A CronJob Pod fails to start in 15 minutes from the configured schedule due to the following possible root causes:

  1. The previously scheduled Pod is still running and the CronJob .spec.concurrencyPolicy was set to Forbid.

  2. The scheduled Job could not start in the CronJob .spec.startingDeadlineSeconds, if set.

Investigation

  1. Inspect the running CronJob Pods. Drop the label selector if none is available.

    kubectl get pods -n <cronjob_namespace> -l \
    '<cronjob_app_label>=<cronjob_app_name>' -o=json | jq -r '.items[] \
    | select(.status.phase=="Running") | .metadata.name'
    
  2. If Pod uptime is unusually long, it can overlap with the upcoming Jobs. Verify the concurrencyPolicy setting:

    kubectl get cronjob -n <cronjob_namespace> <conrjob_name> -o=json | \
    jq -r '.spec.concurrencyPolicy == "Forbid"'
    

    If the output is true, Kubernetes will not allow new Pods to run until the current one terminates. In this case, investigate and fix the issue on the application level.

  3. Collect logs and inspect the Pod resources usage:

    kubectl logs -n <cronjob_namespace> <cronjob_pod_name>
    
  4. If all CronJob Pods terminate normally, inspect Kubernetes events for the CronJob:

    kubectl describe cronjob -n <cronjob_namespace> <cronjob_name>
    

    In case of events similar to Cannot determine if job needs to be started.

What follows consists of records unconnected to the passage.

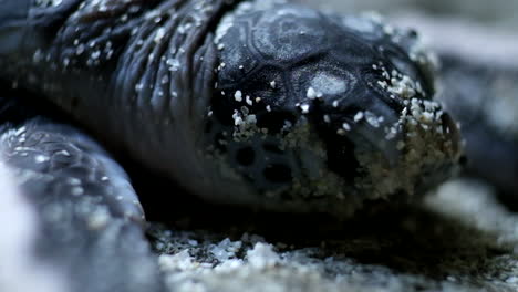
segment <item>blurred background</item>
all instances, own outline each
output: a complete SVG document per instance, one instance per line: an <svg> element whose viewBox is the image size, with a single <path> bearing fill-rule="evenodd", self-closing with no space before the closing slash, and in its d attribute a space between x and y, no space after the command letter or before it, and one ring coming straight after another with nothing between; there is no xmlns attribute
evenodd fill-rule
<svg viewBox="0 0 518 292"><path fill-rule="evenodd" d="M341 12L376 10L387 15L427 13L436 18L455 18L489 27L515 30L518 24L516 0L298 0L313 7L340 9Z"/></svg>

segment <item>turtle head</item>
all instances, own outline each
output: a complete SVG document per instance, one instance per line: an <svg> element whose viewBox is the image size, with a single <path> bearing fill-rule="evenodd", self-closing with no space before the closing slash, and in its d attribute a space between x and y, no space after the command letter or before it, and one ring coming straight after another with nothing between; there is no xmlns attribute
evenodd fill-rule
<svg viewBox="0 0 518 292"><path fill-rule="evenodd" d="M246 3L221 21L216 45L209 143L267 195L412 192L422 171L435 176L452 163L454 150L442 146L449 139L435 131L447 126L432 101L431 62L412 31L374 17ZM407 152L426 156L428 146L447 158L407 173Z"/></svg>

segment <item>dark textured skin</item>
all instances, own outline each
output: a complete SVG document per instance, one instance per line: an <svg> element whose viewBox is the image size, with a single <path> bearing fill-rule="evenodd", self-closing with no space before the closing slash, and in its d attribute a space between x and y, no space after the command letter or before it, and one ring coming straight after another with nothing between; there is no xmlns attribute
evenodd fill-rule
<svg viewBox="0 0 518 292"><path fill-rule="evenodd" d="M379 86L381 71L373 64L382 62L387 72L396 70L418 81L424 92L415 97L432 100L433 77L425 66L411 60L408 53L417 35L413 31L404 32L395 43L392 35L384 33L382 24L372 23L372 32L365 32L346 25L346 20L355 19L296 4L279 4L238 12L231 28L218 40L224 44L219 60L225 66L218 67L208 145L216 145L219 152L228 154L229 164L255 188L269 191L289 187L292 179L309 181L315 173L308 166L311 158L304 160L300 149L280 149L283 137L276 135L282 132L286 121L293 125L308 121L318 133L314 138L323 142L329 158L324 168L346 181L346 194L362 197L365 192L353 187L356 179L364 176L356 150L381 154L381 159L392 166L403 156L396 145L404 133L387 139L385 127L397 123L405 100ZM308 97L308 88L317 88L319 85L314 83L319 82L323 83L320 85L322 97ZM333 92L333 82L343 84L343 90ZM235 98L236 92L242 101ZM248 104L246 96L251 100ZM260 97L260 102L255 102L256 97ZM301 107L303 104L309 106L307 113ZM231 135L225 135L232 133L232 113L242 112L244 107L257 117L258 127L268 129L266 138L258 134L249 140L236 142ZM359 112L367 111L383 117L383 122L373 126L354 121ZM341 136L336 129L343 123L348 123L351 131ZM418 192L447 177L447 168L424 174L423 181L433 182L423 184ZM404 197L404 194L398 195Z"/></svg>
<svg viewBox="0 0 518 292"><path fill-rule="evenodd" d="M331 170L353 184L354 178L360 176L356 173L359 164L353 154L355 147L373 147L390 160L400 155L396 149L400 139L385 139L383 126L397 122L404 107L403 100L391 98L386 92L380 90L376 84L379 72L372 64L384 61L390 72L396 69L393 60L397 60L405 74L425 84L429 96L433 95L433 86L427 84L424 72L408 59L404 49L392 43L381 28L376 28L377 31L372 34L359 33L341 21L339 15L328 15L293 4L279 6L274 11L252 11L238 17L221 40L225 49L220 53L220 60L226 66L218 72L217 84L218 93L222 91L225 96L215 98L213 109L224 129L231 132L229 126L234 123L230 118L232 112L244 105L235 101L234 93L241 91L244 98L245 95L261 97L260 103L249 108L257 115L257 124L268 128L269 133L279 133L284 121L294 124L302 116L307 117L325 143L329 157L332 157L329 161ZM406 38L407 42L414 41L412 35ZM345 90L310 101L307 91L312 79L324 74L343 81ZM270 86L271 81L277 84L273 90ZM333 102L338 102L338 106L333 106ZM310 106L308 114L302 114L299 106L304 103ZM269 106L269 111L266 106ZM354 125L354 115L359 111L370 111L376 116L383 116L382 126L375 128L367 123ZM324 122L324 115L330 117L329 123ZM352 132L344 137L336 135L342 123L354 125ZM278 140L268 143L280 144ZM232 147L238 148L237 152L239 148L258 148L251 143L240 143ZM290 154L279 155L278 152L266 149L256 157L260 160L261 156L267 156L282 166L278 173L291 170L293 173L289 175L302 180L309 179L309 174L296 173L298 166L290 161ZM239 161L235 164L239 165ZM261 188L274 188L289 182L289 179L269 181L263 178L266 168L260 163L241 167L246 168L246 176L256 180L255 184Z"/></svg>
<svg viewBox="0 0 518 292"><path fill-rule="evenodd" d="M207 2L211 9L199 8ZM43 92L112 149L210 198L214 181L191 149L199 148L213 90L216 52L210 30L226 4L105 1L103 13L104 8L92 3L33 6L25 20L8 19L0 25L0 64L8 69L1 77ZM186 25L190 29L183 31ZM165 35L157 43L159 27ZM175 70L169 70L169 59L176 60ZM139 83L146 86L137 90Z"/></svg>
<svg viewBox="0 0 518 292"><path fill-rule="evenodd" d="M35 212L34 262L66 291L163 291L125 171L51 106L0 88L1 161Z"/></svg>
<svg viewBox="0 0 518 292"><path fill-rule="evenodd" d="M218 163L205 156L209 106L216 106L217 115L226 115L226 109L217 107L227 108L225 102L220 104L222 98L214 94L215 81L219 80L218 86L225 90L237 85L250 86L257 76L253 75L257 72L249 74L248 83L229 80L232 74L216 76L218 60L227 59L227 50L219 53L213 34L221 17L234 9L230 2L64 0L58 7L38 7L32 1L9 0L7 6L17 13L0 23L0 65L4 67L0 79L41 92L110 149L132 157L207 200L280 210L327 211L329 202L325 201L308 204L298 199L293 206L291 202L283 206L282 200L266 200L265 196L257 195L265 190L261 184L238 182L227 177ZM272 102L274 109L296 117L300 115L293 107L294 103L303 97L301 94L304 95L302 87L308 85L309 71L321 65L323 71L346 77L350 81L348 85L354 84L348 88L350 92L343 95L345 98L342 96L338 107L332 105L334 98L325 98L317 106L319 109L309 115L310 123L329 144L329 155L336 157L338 163L330 168L348 179L359 177L354 173L355 160L350 156L350 148L374 148L388 164L397 159L396 143L382 138L385 135L382 127L373 128L362 123L345 138L331 132L335 132L344 121L351 121L360 109L384 117L383 125L396 121L403 107L402 101L391 100L376 86L381 73L372 69L373 61L386 60L388 70L397 67L422 81L424 91L432 95L428 76L412 65L402 51L407 48L391 45L380 35L348 31L340 24L339 17L319 14L300 7L293 9L299 10L297 13L309 13L307 19L297 18L298 24L308 25L308 33L324 35L320 35L323 39L307 40L308 44L301 45L304 39L278 35L274 22L263 23L259 30L262 34L256 38L259 41L256 48L259 46L263 53L263 58L257 60L263 64L260 74L278 77L276 74L288 74L290 70L300 73L300 79L291 80L299 82L293 83L294 87L288 84L290 80L280 80L280 91L292 92L286 95L286 100L282 100L283 95L272 94L271 100L278 101ZM270 36L273 36L273 42L268 44ZM402 46L412 43L412 33L407 38L408 43L405 36ZM334 45L319 44L324 41ZM276 48L279 44L276 42L291 42L293 46L282 51ZM226 43L229 48L240 44L237 40ZM385 51L382 52L381 46ZM272 66L273 61L279 65ZM313 61L314 64L310 65ZM304 65L304 62L309 63ZM296 69L297 65L300 67ZM263 85L257 83L257 86ZM262 90L251 86L251 91ZM354 98L349 98L351 96ZM268 101L268 96L265 97ZM324 113L331 115L331 125L322 124ZM265 118L268 123L270 119ZM427 189L443 179L443 176L435 178L435 174L447 176L447 170L432 169L429 177L419 178L432 182L419 181L417 185L423 185L423 190ZM362 200L361 196L353 197Z"/></svg>

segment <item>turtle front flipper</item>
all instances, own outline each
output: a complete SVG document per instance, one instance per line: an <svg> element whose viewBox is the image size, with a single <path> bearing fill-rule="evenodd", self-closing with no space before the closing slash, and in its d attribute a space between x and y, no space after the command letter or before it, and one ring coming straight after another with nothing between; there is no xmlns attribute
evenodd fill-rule
<svg viewBox="0 0 518 292"><path fill-rule="evenodd" d="M25 38L17 52L4 48L0 77L43 92L112 149L193 192L225 197L199 152L217 60L213 30L230 1L72 2L68 14L31 6L25 23L59 21L25 28L38 45Z"/></svg>
<svg viewBox="0 0 518 292"><path fill-rule="evenodd" d="M83 1L0 64L205 199L346 216L419 197L459 156L417 36L376 21L284 1Z"/></svg>
<svg viewBox="0 0 518 292"><path fill-rule="evenodd" d="M63 289L50 291L162 291L143 210L125 171L85 134L40 116L44 111L23 100L19 93L0 96L1 163L8 169L2 179L10 177L19 190L2 188L0 202L18 196L27 212L11 212L11 222L2 225L27 229L9 240L29 242L12 250L0 244L0 258L9 269L25 261L30 268L11 271L14 286L1 290L25 291L23 281L42 267L43 282Z"/></svg>

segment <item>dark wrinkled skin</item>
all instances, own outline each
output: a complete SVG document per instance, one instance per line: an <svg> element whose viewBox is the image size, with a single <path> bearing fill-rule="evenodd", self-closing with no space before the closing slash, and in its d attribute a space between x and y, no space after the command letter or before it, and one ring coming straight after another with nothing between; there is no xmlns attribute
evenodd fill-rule
<svg viewBox="0 0 518 292"><path fill-rule="evenodd" d="M0 73L1 77L17 84L17 86L41 92L46 98L52 100L61 109L80 122L80 124L83 124L112 150L122 150L147 168L174 178L191 192L216 201L229 198L232 201L227 201L228 204L263 204L260 201L265 199L263 197L259 197L259 199L255 198L253 200L242 198L242 201L239 201L240 198L237 198L235 195L228 195L229 189L236 194L245 194L249 189L234 185L232 180L220 181L220 177L207 176L207 173L214 170L213 166L206 165L204 160L199 160L200 158L193 153L193 149L198 149L200 145L207 143L204 135L206 126L205 116L207 115L208 107L214 105L215 114L226 117L228 117L226 111L231 108L226 107L225 103L228 101L218 100L214 102L211 100L215 97L213 94L214 82L219 82L220 87L218 87L218 92L220 90L234 92L242 87L241 85L245 85L245 83L239 83L239 86L236 86L236 84L232 84L232 81L228 82L229 80L226 79L227 76L224 73L216 75L214 71L218 61L225 61L225 58L227 58L225 53L228 52L225 50L222 53L218 52L214 44L214 28L219 22L221 15L228 10L234 9L234 7L225 1L213 1L214 9L200 11L193 8L203 1L107 1L108 4L105 10L103 8L103 12L99 8L91 9L89 4L82 7L81 2L64 1L62 6L56 8L33 7L28 11L29 1L9 1L8 4L12 7L2 11L15 11L17 13L10 13L9 17L0 18L0 65L4 69ZM152 10L158 14L145 17L146 12ZM177 15L179 17L174 18L168 15L166 11L177 11ZM124 17L126 13L128 13L127 17ZM332 19L328 19L328 17L322 18L325 21L332 22ZM193 19L204 19L205 21L200 22L199 25L196 22L193 22L194 24L191 23L190 27L186 25ZM136 27L141 27L141 29L133 31ZM160 38L157 36L159 28L164 28L164 34ZM339 39L343 36L340 35L342 33L340 29L336 29L334 33L339 34L338 36L334 35ZM160 42L162 39L167 40L167 42ZM361 35L353 35L352 39L358 39L359 43L365 41L361 40ZM141 40L142 42L139 42ZM236 42L234 44L240 43ZM343 45L346 46L348 43L345 42ZM173 48L174 50L172 50ZM342 61L344 63L358 61L360 64L354 63L358 67L352 69L352 71L358 71L352 76L355 77L360 73L366 72L365 75L367 77L362 80L362 82L367 83L369 75L376 74L370 67L372 65L370 58L375 52L371 51L373 49L369 46L358 48L360 46L350 48L352 49L351 53L354 53L353 56L345 55ZM324 49L330 50L329 48ZM273 50L273 52L277 51ZM362 56L365 52L369 52L369 54ZM162 56L165 59L162 60ZM200 62L201 58L203 62ZM168 59L173 61L163 62ZM288 61L291 62L292 60ZM323 64L334 65L333 70L340 69L340 66L332 64L329 60L325 61L328 63L323 62ZM265 62L265 60L261 60L261 62ZM405 62L410 63L411 61L405 60ZM288 65L279 66L276 70L278 72L286 72L288 71ZM177 73L167 75L169 79L167 82L164 82L163 77L166 76L167 72L172 71ZM410 71L418 70L413 67ZM265 74L268 75L268 80L274 80L278 72L266 70ZM340 72L339 74L346 73ZM423 84L427 83L423 72L418 72L416 79L422 80ZM303 81L304 79L301 80ZM228 83L225 83L226 81ZM373 77L373 81L376 80ZM283 82L279 82L279 84ZM246 90L250 92L263 91L265 88L259 87L262 85L265 84L250 82L250 84L245 86L244 92ZM284 86L286 84L281 88L287 88ZM349 147L350 144L356 142L352 136L349 137L351 140L339 140L339 138L331 135L332 131L335 129L332 126L340 125L343 121L352 119L352 115L359 108L373 111L385 117L386 122L394 121L396 113L403 108L400 103L401 101L388 101L386 100L387 96L384 96L383 93L377 92L375 88L360 86L355 90L354 95L351 95L355 100L346 101L338 108L332 105L332 100L324 100L321 107L309 115L310 121L322 133L323 140L329 144L339 142L339 148L342 146ZM428 85L425 86L425 90L428 94L432 94ZM302 101L304 95L305 91L299 88L299 92L291 94L284 103L277 103L278 108L274 109L288 112L294 115L296 118L299 118L301 114L294 104ZM271 98L280 100L277 95ZM322 123L324 114L332 115L332 126ZM265 113L265 115L267 114ZM28 121L30 119L21 118L15 123L23 124L29 123ZM75 134L66 132L62 126L52 124L52 126L48 127L41 121L32 124L29 123L29 125L37 128L42 127L43 132L52 135L64 135L64 138L62 138L64 146L62 145L62 147L83 143L83 140L74 140ZM274 125L269 126L274 127ZM33 127L29 127L29 132L38 133L38 129ZM380 139L381 134L375 129L362 125L354 128L354 132L359 136L372 135L366 138L366 142L361 139L360 145L373 144L374 148L377 147L377 150L388 153L384 153L387 156L397 156L397 150L394 150L395 145L380 145L382 143L382 139ZM53 139L60 140L61 137L52 135ZM85 147L80 148L82 150L84 148L89 149L91 143L87 142ZM37 149L41 148L39 144L34 144L33 147ZM7 149L8 153L12 153L12 149ZM43 150L45 149L43 148ZM101 156L105 156L104 152L100 150L96 146L93 150L94 154L89 150L84 150L84 154L77 154L80 158L81 155L86 155L86 159L79 159L85 170L83 173L85 180L91 178L91 161L99 160L99 157L95 155L97 152L101 153ZM354 164L353 158L346 155L343 155L345 157L341 157L342 153L336 152L338 160L341 160L341 163L352 160L352 164ZM23 165L22 163L23 159L13 159L11 165L24 169L30 169L34 166ZM110 163L101 159L100 164ZM343 176L356 175L351 175L349 171L352 170L343 167L343 165L336 164L333 171L340 173ZM444 174L449 174L450 166L446 165L444 168ZM46 170L42 171L49 173ZM434 169L434 171L437 171L437 169ZM63 173L65 175L72 174L66 168ZM113 176L125 178L124 174L121 175L120 173ZM433 177L434 174L431 176ZM444 178L441 177L437 180ZM59 177L59 181L65 180L66 177ZM432 186L437 182L436 180L432 181ZM93 182L96 181L94 180ZM41 181L32 181L28 186L37 188L33 190L32 187L28 187L30 192L34 191L34 194L48 195L46 189L38 189L45 187ZM124 188L120 187L116 188L116 192L124 191ZM259 182L259 187L262 187L261 182ZM429 187L426 186L424 189ZM94 188L95 184L92 184L92 189ZM89 191L89 189L85 190ZM63 192L70 195L72 190L64 189ZM59 191L51 194L55 195L56 204L63 205L64 208L77 204L73 199L71 201L64 199L64 195ZM116 218L116 221L111 223L110 227L120 230L122 233L114 241L108 241L108 246L114 248L120 247L123 242L136 242L136 244L141 244L139 247L142 247L142 249L138 249L142 253L138 254L142 254L143 261L148 261L149 258L146 253L146 244L143 241L139 226L134 220L128 220L128 218L133 218L134 216L126 216L126 211L130 208L122 206L121 210L118 210L117 207L120 206L113 200L113 192L101 194L101 206L107 207L111 210L111 215ZM134 196L134 194L130 194L130 196ZM41 202L37 201L35 204ZM66 210L72 212L73 209L68 208ZM136 211L136 215L141 215L139 210ZM84 222L82 221L84 218L73 212L71 216L74 219L65 221L71 227L64 228L77 231L76 234L73 234L73 237L77 236L77 241L86 241L86 244L92 243L96 247L97 234L91 230L85 230ZM74 216L77 216L79 219L75 220ZM49 225L49 228L52 229L54 226ZM126 233L126 230L130 231ZM59 229L51 231L56 234L61 232ZM82 238L83 234L86 237ZM53 236L51 238L56 237ZM62 241L56 244L70 247L70 244L74 244L74 240ZM51 243L54 244L53 241ZM116 258L121 258L121 262L110 263L113 264L111 265L113 269L134 265L141 260L137 259L138 254L136 258L126 254L133 251L131 247L123 247L126 248L115 249L121 252L120 257L115 255ZM95 250L95 248L92 249ZM81 248L76 250L83 251ZM76 259L82 258L77 257ZM132 259L136 260L132 262ZM74 261L71 261L66 264L74 265ZM93 265L90 271L95 271L99 269L96 264L104 265L105 262L102 260L99 262L89 261L85 264L91 263ZM110 273L105 275L110 278ZM117 275L111 280L116 285L124 284L117 282L122 281L121 279L124 279L124 277L131 278L130 275L123 275L123 278L118 278ZM79 282L79 285L84 286L82 285L84 283L81 281L85 280L80 280ZM144 290L154 290L154 288L145 288L146 284L149 286L156 285L159 289L158 282L154 282L153 279L149 279L149 283L139 284L144 285ZM132 289L136 289L131 283L126 283L125 285L124 289L126 290L122 289L120 291L133 291ZM104 288L95 288L95 291L103 291L102 289Z"/></svg>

Too many missed start time (> 100). Set or decrease .spec.startingDeadlineSeconds or check clock skew.:

    1. Verify if the ClockSkewDetected alert is firing for the affected cluster.

    2. Verify the current starting deadline value:

      kubectl get cronjob -n <cronjob_namespace> <conrjob_name> \
      -o=json | jq -r '.spec.startingDeadlineSeconds'
      

Mitigation

  • For root cause 1, fix the issue on the application level.

  • For root cause 2:

    1. If the ClockSkewDetected alert is firing for the affected cluster, resolve it first.

    2. If the CronJob issue is still present, depending on your application, remove or increase the .spec.startingDeadlineSeconds value.

KubeJobFailed

Related inhibited alert: KubePodsNotReady.

Root cause

At least one container of a Pod started by the Job exited with a non-zero status or was terminated by the Kubernetes or Linux system.

Investigation

See KubePodsCrashLooping.

Mitigation

  1. Investigate and fix the root cause of missing Pod requirements, such as failing dependency application, Docker registry unavailability, unresponsive storage provided, and so on.

  2. Use the Mitigation section in KubePodsCrashLooping.

  3. Verify and resolve network-related alerts firing in the Kubernetes cluster.